Fusing loops into kernels

I am wondering what the current state of JAX is with respect to loop fusion; or what the roadmap looks like.

In the simplest example, if we have an expression a * x + b of JAX scalars, and weve vmapped over that, what we want to avoid is to have to compute intermediates of minimal compute intensity. And not because using a fused mul-add instruction instead will make that big of a difference; but because on-device (and also on modern CPUs) code like this is almost always 100% memory bandwidth bound.

Im hoping JAX already handles a trivial case like this; but I havnt dug very deep and google isnt able to dig up much documentation.

Now more generally, the pattern you often get in physics simulations for instance (as opposed to typical ML workloads), is like this.

@jax.vmap
def timestep(state):
  state = state + foo
  # rest of a humongous compute graph of mostly puny compute intensity operations goes here
  return state

From experimentation, I can tell that JAX isn't exactly going all-out on fusing entire compute graphs like these.

What id hope would be possible, is to create something like an @jax.kernel decorator.

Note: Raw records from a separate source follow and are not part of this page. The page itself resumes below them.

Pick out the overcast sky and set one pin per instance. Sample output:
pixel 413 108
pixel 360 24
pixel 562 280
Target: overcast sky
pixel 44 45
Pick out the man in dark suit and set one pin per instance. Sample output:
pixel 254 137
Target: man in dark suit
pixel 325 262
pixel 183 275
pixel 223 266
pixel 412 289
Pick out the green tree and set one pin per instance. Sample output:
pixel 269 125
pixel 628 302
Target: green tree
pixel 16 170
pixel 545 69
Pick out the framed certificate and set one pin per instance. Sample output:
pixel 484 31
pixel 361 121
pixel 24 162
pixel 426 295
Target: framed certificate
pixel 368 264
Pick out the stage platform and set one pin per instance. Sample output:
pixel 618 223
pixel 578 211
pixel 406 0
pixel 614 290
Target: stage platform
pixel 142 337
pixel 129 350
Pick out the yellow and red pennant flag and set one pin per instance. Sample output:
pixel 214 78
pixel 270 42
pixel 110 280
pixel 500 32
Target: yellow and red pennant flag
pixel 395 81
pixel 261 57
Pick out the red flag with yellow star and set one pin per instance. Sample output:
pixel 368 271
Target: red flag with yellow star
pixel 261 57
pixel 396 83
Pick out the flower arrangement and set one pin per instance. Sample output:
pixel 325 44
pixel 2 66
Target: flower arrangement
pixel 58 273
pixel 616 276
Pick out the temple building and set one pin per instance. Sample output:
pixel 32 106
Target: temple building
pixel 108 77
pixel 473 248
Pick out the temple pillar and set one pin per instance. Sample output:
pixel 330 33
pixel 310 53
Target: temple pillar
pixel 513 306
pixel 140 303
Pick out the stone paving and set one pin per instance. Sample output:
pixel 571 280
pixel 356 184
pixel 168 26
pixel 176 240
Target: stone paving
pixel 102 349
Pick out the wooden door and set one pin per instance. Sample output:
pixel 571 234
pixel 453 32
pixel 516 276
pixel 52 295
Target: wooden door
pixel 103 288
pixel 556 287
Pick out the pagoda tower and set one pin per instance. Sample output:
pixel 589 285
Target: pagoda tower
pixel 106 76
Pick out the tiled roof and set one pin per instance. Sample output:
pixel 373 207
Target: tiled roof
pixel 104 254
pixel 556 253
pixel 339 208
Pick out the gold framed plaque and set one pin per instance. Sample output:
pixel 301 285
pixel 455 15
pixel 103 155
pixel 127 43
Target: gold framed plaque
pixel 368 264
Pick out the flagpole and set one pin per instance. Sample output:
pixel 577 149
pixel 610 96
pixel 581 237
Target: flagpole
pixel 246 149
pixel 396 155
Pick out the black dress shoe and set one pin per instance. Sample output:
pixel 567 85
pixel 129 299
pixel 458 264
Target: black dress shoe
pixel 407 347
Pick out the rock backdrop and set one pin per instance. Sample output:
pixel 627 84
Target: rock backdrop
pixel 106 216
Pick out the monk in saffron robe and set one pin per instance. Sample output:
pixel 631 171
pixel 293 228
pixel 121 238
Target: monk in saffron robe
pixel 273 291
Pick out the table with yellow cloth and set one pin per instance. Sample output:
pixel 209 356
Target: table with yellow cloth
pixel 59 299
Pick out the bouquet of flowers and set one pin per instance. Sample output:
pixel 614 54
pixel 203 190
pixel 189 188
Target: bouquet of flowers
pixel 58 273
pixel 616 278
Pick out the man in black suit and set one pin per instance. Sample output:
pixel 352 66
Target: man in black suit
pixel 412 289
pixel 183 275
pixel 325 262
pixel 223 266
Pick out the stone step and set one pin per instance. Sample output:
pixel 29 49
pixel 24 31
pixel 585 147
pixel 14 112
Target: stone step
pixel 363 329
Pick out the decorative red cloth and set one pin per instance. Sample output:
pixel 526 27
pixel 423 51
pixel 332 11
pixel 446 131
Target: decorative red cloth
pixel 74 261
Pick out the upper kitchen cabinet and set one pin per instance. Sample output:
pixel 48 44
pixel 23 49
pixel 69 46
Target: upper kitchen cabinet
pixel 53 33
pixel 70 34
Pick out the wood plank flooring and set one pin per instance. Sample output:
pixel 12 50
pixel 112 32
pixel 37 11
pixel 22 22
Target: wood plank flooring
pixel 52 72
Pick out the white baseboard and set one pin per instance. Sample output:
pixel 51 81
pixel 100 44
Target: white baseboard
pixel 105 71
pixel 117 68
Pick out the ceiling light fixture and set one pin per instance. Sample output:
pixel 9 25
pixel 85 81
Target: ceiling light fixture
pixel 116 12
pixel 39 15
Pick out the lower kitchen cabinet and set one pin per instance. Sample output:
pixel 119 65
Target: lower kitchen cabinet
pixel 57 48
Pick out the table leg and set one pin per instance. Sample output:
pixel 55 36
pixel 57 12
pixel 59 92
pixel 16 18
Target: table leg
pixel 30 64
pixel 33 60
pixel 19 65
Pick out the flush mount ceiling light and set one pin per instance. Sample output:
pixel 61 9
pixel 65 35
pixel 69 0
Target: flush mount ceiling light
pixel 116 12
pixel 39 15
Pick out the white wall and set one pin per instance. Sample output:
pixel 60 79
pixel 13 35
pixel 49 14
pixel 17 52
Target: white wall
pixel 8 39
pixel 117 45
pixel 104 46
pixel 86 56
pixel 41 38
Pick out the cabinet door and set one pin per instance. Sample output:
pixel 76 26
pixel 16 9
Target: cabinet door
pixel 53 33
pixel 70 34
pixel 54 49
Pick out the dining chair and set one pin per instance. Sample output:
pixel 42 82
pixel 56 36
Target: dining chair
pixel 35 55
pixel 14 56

It would behave somewhat like a numba kernel, in the sense that it would support a subset of JAX functionality. Only the most basic stuff, like for-loops, and array broadcasting. Dots and sums and einsums and the like would be unrolled; certainly no dynamic allocation (duh); and no calling into other libraries, like BLAS or whatever. Just support the stuff that maps trivially onto opencl or whatever intermediate language is used.

Moreover, there would be no attempt to get clever about trying to expose internal parallelism inside the kernel. Each element of a vmap would map into a single GPU/TPU thread, that would serially crunch the entire kernel. No attempts to write super clever device code with memory tricks or whatnot; just have each thread read each input in a nicely memory-coalesced manner; so if we compiled the timestep function above as a kernel, each input would be read once from global memory, and each output would be written once to global memory. Just let vmap do all the work of exposing the parallelism. If you dont have any such parallelism to expose in your problem; though luck for you, shouldnt be using JAX then and rolling your own device kernels I suppose.

You could get fancier than that with functionality supported in such a kernel; but implementing this subset shouldn't actually be that hard. I might even be able to contribute to it somewhat, having done similar fused loop code generation things for CUDA kernels in the past. Not too hard; and I think it would address 95% of use cases. My use cases at least. Lets call it 80/20 to be conservative.

Also implementing forward mode differentiation for such kernels should be easy given the code/tools that I imagine are already on hand. (I think backwards generally does not make much sense for kernels like these, but I might be missing something; in any case there wouldn't be a usecase for the intermediate gradients in the kernel. Or if there were; just make it two kernels).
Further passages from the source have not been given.